Since NAB has been cancelled, we have been talking internally at Mux about how we can share what we’ve been working on and what we are focusing on for the rest of 2020. In lieu of 48 hours of standing at a booth talking with hundreds of people, we’re going to do a series of blog posts covering new features and architectural improvements that can help you get better visibility of your video streams. It’s probably not quite as much fun as the Mux party but hopefully you’ll enjoy it.
As these announcements come out, you’ll find a few common themes: these new features are geared towards continual improvement in the developer experience, helping operations teams become more efficient, and increasing the transparency of the video experience all in an effort to improve what’s recently popularized as “observability”.
Even though ”observability” as jargon gets thrown around a lot, it may not be clear what that means for you and your applications.
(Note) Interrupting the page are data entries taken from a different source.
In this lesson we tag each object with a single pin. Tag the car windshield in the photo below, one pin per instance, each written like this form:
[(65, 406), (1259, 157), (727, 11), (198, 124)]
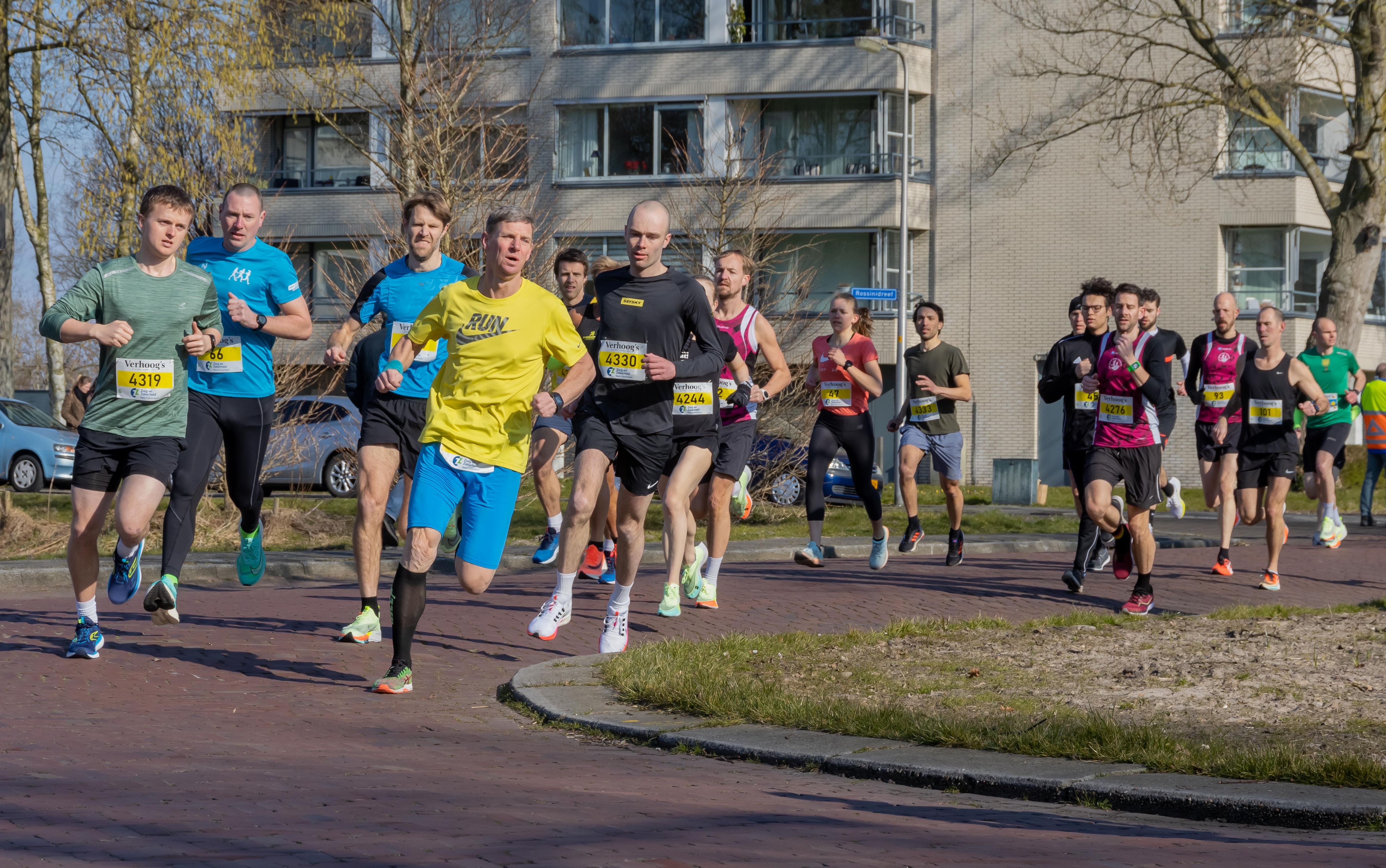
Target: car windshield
[(30, 415)]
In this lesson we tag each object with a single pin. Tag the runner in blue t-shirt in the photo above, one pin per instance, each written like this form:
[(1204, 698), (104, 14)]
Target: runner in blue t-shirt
[(391, 423), (232, 387)]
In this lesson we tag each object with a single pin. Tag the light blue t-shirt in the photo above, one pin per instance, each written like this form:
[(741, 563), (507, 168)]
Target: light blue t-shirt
[(264, 278), (401, 294)]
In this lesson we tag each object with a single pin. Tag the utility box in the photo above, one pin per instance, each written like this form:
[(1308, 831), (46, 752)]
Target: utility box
[(1015, 480)]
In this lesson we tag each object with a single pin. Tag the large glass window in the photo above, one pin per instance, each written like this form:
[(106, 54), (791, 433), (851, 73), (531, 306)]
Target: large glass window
[(630, 141), (599, 23)]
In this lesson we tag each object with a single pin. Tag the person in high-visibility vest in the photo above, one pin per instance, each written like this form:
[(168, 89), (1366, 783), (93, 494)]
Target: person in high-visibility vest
[(1374, 435)]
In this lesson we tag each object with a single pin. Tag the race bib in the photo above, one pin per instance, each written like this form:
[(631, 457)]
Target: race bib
[(836, 393), (222, 360), (462, 462), (692, 398), (143, 379), (1218, 394), (427, 354), (1116, 410), (924, 410), (622, 361), (1265, 412)]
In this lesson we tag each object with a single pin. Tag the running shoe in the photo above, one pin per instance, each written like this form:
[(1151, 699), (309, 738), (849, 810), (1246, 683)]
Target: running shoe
[(810, 556), (1176, 501), (881, 551), (1140, 604), (670, 604), (86, 641), (613, 633), (365, 629), (398, 680), (911, 540), (548, 550), (161, 601), (554, 615), (125, 577), (250, 564), (594, 562)]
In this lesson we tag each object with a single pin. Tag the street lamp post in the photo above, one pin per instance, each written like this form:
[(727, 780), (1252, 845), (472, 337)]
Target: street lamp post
[(877, 45)]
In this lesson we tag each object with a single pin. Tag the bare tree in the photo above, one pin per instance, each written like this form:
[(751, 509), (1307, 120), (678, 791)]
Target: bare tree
[(1186, 88)]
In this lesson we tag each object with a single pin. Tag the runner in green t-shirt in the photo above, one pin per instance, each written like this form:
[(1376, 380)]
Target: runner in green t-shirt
[(1337, 372), (152, 313)]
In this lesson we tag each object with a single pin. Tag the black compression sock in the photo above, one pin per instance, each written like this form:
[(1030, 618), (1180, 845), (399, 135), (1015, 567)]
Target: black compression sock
[(408, 597)]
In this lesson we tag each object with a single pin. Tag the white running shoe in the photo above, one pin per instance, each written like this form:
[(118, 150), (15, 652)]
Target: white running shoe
[(613, 633), (554, 615)]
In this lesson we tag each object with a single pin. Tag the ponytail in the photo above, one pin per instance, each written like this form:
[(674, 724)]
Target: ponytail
[(863, 325)]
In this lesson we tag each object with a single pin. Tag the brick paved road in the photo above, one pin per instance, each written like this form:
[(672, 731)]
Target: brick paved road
[(246, 737)]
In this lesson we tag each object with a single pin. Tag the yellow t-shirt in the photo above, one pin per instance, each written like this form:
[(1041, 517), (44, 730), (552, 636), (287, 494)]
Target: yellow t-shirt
[(479, 405)]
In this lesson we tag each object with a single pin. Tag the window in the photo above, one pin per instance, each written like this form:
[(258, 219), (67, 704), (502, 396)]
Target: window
[(630, 141), (305, 155), (599, 23)]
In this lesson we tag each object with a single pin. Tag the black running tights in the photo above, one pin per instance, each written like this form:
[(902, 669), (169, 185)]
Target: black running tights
[(244, 425), (852, 435)]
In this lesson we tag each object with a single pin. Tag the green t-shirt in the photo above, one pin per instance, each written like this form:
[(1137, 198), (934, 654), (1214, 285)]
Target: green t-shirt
[(943, 364), (142, 387), (1334, 373)]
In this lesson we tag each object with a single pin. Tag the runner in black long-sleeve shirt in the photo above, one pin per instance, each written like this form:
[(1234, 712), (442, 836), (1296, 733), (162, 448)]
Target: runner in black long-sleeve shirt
[(627, 418)]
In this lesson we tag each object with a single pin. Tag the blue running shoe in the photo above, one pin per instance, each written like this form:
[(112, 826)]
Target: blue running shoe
[(86, 643), (125, 577), (250, 564), (548, 547)]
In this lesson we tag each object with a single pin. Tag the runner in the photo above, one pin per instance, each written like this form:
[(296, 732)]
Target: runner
[(1341, 379), (475, 446), (1267, 452), (1068, 364), (570, 271), (939, 378), (1215, 363), (728, 491), (1170, 347), (153, 313), (696, 422), (391, 425), (627, 419), (845, 375), (1126, 446), (232, 389)]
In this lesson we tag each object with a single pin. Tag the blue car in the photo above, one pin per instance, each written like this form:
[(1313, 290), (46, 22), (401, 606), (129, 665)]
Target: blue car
[(784, 466), (35, 448)]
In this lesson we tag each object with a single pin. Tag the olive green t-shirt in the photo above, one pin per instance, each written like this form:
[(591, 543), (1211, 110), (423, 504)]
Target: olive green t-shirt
[(943, 364), (142, 387)]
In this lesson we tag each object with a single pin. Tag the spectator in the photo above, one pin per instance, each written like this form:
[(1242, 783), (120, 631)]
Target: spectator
[(74, 407)]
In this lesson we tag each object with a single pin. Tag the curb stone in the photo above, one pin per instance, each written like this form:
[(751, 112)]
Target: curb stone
[(570, 691)]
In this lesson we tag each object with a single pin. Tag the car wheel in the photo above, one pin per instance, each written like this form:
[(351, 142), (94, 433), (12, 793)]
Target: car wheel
[(340, 475), (26, 473), (788, 490)]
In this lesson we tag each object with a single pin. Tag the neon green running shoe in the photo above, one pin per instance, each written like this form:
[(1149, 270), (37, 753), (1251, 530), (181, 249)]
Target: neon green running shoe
[(250, 564), (670, 605)]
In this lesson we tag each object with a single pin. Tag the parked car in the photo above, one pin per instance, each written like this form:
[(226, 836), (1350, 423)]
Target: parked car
[(779, 464), (314, 446), (35, 448)]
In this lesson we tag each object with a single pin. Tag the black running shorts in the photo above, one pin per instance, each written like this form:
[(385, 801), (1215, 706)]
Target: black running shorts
[(391, 421), (102, 460)]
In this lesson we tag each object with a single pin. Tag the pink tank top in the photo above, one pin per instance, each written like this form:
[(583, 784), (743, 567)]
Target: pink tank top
[(1126, 418), (742, 328)]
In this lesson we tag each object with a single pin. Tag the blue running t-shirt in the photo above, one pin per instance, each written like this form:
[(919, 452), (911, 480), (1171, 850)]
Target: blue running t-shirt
[(401, 294), (243, 364)]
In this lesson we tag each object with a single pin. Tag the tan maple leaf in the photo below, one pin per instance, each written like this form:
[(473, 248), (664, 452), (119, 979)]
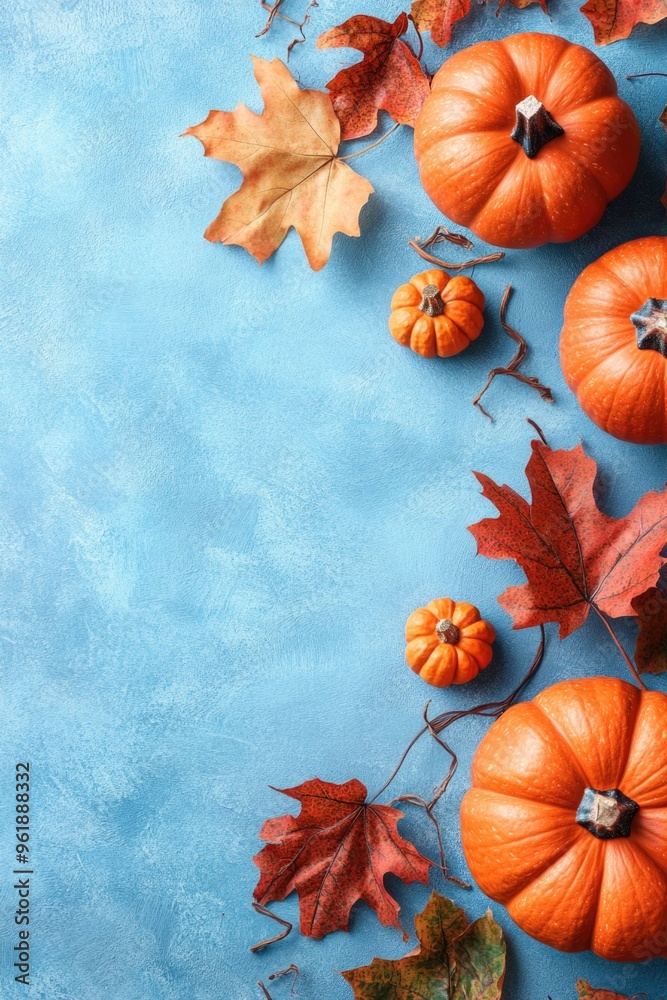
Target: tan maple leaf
[(292, 177)]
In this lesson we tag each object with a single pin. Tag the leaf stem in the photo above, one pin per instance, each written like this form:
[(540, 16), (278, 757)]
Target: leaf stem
[(617, 642), (373, 144)]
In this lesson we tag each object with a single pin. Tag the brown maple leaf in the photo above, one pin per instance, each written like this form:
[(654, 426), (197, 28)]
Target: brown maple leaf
[(335, 852), (440, 16), (586, 992), (651, 648), (292, 176), (388, 78), (615, 19), (455, 960), (575, 557)]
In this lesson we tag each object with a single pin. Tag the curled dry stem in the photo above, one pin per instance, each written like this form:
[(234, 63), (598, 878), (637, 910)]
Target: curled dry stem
[(301, 26), (274, 11), (266, 912), (512, 369), (291, 970), (437, 725), (441, 233)]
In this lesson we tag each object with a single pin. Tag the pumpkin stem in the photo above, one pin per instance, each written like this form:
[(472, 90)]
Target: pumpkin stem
[(534, 126), (651, 325), (431, 302), (607, 815), (447, 631)]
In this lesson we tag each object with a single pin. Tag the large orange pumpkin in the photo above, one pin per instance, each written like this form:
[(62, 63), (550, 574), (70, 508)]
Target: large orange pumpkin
[(566, 822), (524, 140), (614, 342)]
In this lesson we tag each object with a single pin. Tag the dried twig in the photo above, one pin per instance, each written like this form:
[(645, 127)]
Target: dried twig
[(491, 709), (512, 368), (266, 912), (274, 12), (292, 970), (419, 54), (301, 27), (440, 234)]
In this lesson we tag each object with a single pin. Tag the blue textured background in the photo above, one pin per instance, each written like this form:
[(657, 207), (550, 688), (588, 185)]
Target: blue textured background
[(223, 488)]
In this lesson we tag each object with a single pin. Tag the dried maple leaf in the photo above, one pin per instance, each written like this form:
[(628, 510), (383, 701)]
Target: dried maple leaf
[(651, 648), (440, 16), (388, 78), (587, 992), (335, 852), (291, 174), (615, 19), (455, 960), (575, 557)]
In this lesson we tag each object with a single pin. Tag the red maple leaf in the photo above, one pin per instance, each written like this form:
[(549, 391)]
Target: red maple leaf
[(388, 78), (615, 19), (575, 557), (335, 852)]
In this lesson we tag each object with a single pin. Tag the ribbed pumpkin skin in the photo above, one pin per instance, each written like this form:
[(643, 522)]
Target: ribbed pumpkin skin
[(481, 178), (442, 663), (560, 883), (621, 388), (450, 333)]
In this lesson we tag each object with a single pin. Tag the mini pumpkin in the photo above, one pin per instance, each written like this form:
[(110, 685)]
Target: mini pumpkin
[(448, 642), (434, 313), (566, 820), (613, 345), (524, 140)]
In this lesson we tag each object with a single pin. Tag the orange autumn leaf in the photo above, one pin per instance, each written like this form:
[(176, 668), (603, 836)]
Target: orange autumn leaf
[(440, 16), (575, 557), (292, 177), (334, 853), (388, 78), (615, 19)]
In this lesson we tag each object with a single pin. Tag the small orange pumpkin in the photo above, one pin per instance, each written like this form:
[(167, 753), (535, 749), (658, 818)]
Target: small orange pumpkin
[(613, 346), (434, 313), (524, 140), (566, 820), (448, 642)]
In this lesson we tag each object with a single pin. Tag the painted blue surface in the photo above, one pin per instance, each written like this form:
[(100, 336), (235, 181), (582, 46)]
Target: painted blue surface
[(225, 487)]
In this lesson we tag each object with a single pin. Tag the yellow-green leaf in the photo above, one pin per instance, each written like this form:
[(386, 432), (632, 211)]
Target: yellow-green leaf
[(455, 960)]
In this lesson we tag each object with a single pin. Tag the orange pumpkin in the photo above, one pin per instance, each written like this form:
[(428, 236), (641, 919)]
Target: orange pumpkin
[(524, 140), (448, 642), (613, 346), (566, 822), (434, 313)]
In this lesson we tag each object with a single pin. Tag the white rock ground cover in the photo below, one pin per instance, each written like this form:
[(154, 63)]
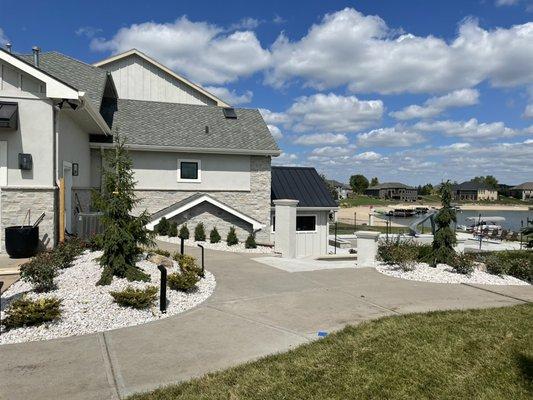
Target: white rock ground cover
[(87, 308), (222, 245), (443, 273)]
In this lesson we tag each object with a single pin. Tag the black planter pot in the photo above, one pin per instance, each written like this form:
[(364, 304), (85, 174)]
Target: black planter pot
[(22, 241)]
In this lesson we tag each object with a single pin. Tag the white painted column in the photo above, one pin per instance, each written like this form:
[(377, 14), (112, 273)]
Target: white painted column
[(285, 227), (367, 248)]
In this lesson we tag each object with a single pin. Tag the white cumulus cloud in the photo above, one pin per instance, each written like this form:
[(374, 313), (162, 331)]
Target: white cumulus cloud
[(362, 52), (334, 113), (321, 138), (390, 137), (436, 105), (230, 96), (204, 52)]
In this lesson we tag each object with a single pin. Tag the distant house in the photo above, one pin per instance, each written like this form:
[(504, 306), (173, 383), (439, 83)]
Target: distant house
[(474, 191), (343, 190), (393, 191), (523, 191)]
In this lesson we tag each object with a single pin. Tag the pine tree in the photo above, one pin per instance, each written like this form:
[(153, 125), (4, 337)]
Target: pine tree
[(124, 234), (199, 233), (232, 239), (444, 239), (214, 236)]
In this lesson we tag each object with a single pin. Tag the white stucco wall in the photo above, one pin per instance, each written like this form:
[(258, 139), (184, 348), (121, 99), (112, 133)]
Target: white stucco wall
[(137, 79), (34, 136), (73, 146), (158, 171)]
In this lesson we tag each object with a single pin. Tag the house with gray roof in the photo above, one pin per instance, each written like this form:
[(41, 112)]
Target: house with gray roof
[(195, 158), (524, 191), (393, 191), (474, 191)]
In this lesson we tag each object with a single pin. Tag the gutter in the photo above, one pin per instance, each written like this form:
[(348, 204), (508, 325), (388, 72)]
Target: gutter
[(177, 149)]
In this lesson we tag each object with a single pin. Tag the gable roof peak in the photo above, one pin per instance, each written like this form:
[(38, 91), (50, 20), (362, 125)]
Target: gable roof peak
[(136, 52)]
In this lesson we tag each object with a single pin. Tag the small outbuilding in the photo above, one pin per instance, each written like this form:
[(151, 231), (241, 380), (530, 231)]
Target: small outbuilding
[(301, 209)]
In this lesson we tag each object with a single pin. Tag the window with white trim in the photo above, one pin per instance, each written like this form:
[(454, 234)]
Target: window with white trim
[(189, 171), (305, 223)]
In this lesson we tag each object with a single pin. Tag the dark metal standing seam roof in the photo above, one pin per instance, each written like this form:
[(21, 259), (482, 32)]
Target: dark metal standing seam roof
[(302, 184)]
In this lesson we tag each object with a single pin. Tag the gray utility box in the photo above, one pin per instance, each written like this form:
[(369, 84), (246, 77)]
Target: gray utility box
[(89, 224)]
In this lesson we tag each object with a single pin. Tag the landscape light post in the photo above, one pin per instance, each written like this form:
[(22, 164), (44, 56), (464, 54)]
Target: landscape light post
[(163, 289), (203, 266)]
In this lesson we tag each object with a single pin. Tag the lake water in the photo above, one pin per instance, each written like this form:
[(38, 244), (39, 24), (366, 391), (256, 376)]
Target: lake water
[(513, 219)]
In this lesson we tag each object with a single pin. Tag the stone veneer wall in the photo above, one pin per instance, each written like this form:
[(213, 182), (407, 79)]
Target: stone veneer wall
[(254, 203), (16, 202)]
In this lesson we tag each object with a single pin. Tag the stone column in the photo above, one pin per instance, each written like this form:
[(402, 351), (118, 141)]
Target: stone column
[(285, 228), (367, 248)]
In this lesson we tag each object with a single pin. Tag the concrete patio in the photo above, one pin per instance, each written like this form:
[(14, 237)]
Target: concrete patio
[(256, 310)]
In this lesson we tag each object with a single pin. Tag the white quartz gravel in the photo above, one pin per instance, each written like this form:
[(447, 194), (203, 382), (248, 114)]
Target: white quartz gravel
[(222, 246), (443, 273), (87, 308)]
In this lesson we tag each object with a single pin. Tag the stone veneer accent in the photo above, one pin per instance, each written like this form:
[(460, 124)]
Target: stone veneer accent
[(254, 203), (16, 202)]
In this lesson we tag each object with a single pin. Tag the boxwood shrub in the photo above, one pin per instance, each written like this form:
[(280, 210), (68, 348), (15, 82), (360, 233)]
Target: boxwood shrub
[(135, 298), (26, 312)]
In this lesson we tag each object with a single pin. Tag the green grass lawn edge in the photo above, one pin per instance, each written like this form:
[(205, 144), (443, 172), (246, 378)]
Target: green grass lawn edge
[(474, 354)]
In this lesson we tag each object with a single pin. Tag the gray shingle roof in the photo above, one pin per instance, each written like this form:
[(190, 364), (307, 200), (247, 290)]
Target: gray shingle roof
[(390, 185), (524, 186), (472, 185), (184, 125), (78, 74)]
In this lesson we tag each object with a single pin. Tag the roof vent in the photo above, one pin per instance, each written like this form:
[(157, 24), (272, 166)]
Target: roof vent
[(229, 112), (36, 51)]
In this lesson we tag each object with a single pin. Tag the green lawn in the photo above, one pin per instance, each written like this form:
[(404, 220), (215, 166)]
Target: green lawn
[(484, 354)]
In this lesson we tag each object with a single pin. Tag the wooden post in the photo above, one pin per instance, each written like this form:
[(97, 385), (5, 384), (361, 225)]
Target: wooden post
[(61, 210)]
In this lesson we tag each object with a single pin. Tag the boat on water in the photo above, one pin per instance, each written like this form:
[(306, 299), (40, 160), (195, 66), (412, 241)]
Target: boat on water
[(482, 224)]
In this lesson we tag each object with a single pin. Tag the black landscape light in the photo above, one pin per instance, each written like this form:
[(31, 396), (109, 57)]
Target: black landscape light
[(163, 289), (203, 266)]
Observability often comes up in conversations with Mux Data users, although not always by that name, so it is probably worth talking about it a bit to help provide some context for future features we will be releasing.
If you went and looked up the definition, you’d find that an observable system allows the operator to infer the functioning of a system with just knowledge of its outputs. That’s awfully sterile but the basic idea is that you’re able to understand what happens in a technical workflow via detailed logging, tracing, and monitoring that can be correlated together across services. This is valuable so that when something does go wrong you can explain the problem and how the impact propagated through the workflow to the user. “Video Observability” describes the rich end-to-end monitoring of complex video streaming platforms. It encompasses many things, including but not limited to: end-user quality of experience measurements, CDN logs, packager metrics, origin and storage performance, encoder quality monitoring, CDN switching, engagement metrics and churn prediction.
There is a lot to video observability but let’s start with monitoring. Monitoring tracks the performance of a resource over time. Most applications and services use some sort of monitoring. Often it is basic liveliness checks to a service endpoint, sometimes they can be very granular resource monitors. For example, monitoring is set up to track the CPU used on your instances running the ingest services or tracking the current number of viewers on a live stream.
This type of monitoring is extremely valuable and necessary to ensure the overall health of the streaming pipeline or specific services within your infrastructure. If something goes wrong with your service, monitoring can help pin down the instance where the errors occurred and, sometimes, why errors occurred. If, for example, failures spike for your video streaming customers, client failure monitoring is good at helping quickly identify the incident.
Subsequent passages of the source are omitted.